Since there is a change in how much food the chicken can produce, there has also been a price change in recent years. This is an example of Alfred Marshall’s economic theory. Marshall popularized the use of supply and demand functions as tools of price determination. In Food, Inc. , union organizer Eduardo Pena says, “We want to pay the cheapest price for our food. We don’t understand that it comes at a price. ” A family who never has time to cook was interviewed in this film. Because they leave their house at 6 in the morning and return 10 at night, they would just go to fast food restaurants and buy most of their meals from there.
However, on weekends when they go to the supermarket, they compare the price of the healthy foods and think to themselves “we can get two or more hamburgers with this price”. This shows that people are buying and consuming more unhealthy products because its price is a lot cheaper than healthy products at the supermarket.
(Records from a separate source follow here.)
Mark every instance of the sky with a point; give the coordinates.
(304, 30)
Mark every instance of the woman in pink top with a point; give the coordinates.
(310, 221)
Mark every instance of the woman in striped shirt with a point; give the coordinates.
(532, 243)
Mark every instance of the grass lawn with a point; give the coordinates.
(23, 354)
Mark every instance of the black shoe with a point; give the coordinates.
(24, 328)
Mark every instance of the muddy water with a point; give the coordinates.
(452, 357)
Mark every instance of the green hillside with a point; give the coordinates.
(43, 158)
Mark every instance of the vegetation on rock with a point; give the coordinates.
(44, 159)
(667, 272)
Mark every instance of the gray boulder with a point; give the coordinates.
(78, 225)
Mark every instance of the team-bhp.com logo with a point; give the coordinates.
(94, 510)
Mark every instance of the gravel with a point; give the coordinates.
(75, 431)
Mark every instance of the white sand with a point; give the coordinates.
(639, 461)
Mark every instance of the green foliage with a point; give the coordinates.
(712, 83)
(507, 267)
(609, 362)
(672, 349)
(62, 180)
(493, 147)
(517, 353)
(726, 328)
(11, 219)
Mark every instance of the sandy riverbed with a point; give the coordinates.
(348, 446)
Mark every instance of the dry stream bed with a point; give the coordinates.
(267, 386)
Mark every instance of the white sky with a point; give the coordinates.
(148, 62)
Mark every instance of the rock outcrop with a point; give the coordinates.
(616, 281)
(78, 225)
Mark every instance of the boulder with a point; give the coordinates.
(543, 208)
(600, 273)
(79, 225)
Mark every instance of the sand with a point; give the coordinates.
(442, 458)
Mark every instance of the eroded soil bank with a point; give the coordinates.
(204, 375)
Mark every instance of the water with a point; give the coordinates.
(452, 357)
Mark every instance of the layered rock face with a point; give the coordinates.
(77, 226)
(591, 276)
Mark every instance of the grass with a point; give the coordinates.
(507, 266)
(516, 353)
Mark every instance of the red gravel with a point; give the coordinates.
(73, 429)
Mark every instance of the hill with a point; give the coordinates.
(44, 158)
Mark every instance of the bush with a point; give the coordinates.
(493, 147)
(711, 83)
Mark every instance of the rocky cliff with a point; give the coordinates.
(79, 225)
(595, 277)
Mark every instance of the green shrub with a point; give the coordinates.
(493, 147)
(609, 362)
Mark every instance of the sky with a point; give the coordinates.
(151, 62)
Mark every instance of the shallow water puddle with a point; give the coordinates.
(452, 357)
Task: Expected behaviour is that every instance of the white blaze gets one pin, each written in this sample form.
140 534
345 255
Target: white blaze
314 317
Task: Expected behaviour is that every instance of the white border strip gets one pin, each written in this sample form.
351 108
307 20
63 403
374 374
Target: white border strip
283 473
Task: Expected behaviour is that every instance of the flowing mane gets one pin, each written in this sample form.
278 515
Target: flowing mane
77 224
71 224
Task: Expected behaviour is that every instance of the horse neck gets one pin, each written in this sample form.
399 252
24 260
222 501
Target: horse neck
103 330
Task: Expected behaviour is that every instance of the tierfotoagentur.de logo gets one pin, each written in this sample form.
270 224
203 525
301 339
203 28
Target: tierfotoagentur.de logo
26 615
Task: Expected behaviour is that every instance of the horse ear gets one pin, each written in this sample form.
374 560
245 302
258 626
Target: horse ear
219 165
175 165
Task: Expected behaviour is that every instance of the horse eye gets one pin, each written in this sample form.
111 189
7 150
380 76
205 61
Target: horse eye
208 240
Government should restructure supermarkets so that junk food and less healthy products aren’t a lot less cheap than the healthy products. This way, more people would want to buy the cheaper item, which would be a healthy food, rather than consuming more expensive item, which would be the unhealthy food.
John Stuart Mill’s “greatest-happiness principle” holds that one must always act so as to produce the greatest happiness for the greatest number of people. This is why fast foods are a lot cheaper than healthy foods. Majority of Americans are always busy and have no time to cook. Therefore, they would choose the easiest way they can access food at a short amount of time. Majority of Americans also want to save money. Therefore, in order to keep their pockets happy, they’d buy the less expensive food to consume. Food, Inc. is a documentary film that examines the industrial production of meat and how it is economically unsustainable.
Capitalism affects the food industry discussed in Food, Inc. by altering supplies and demand of meat products and prices of healthy and unhealthy food. This film generates extensive controversy and was heavily criticized by large American corporations engaged in industrial food production. Food, Inc. educates viewers and shows them the secrets behind meat and vegetable productions as well as the hidden costs and reasons on how and why all this is happening. Food, Inc. answers many people’s questions and presents them in an effective and influential way.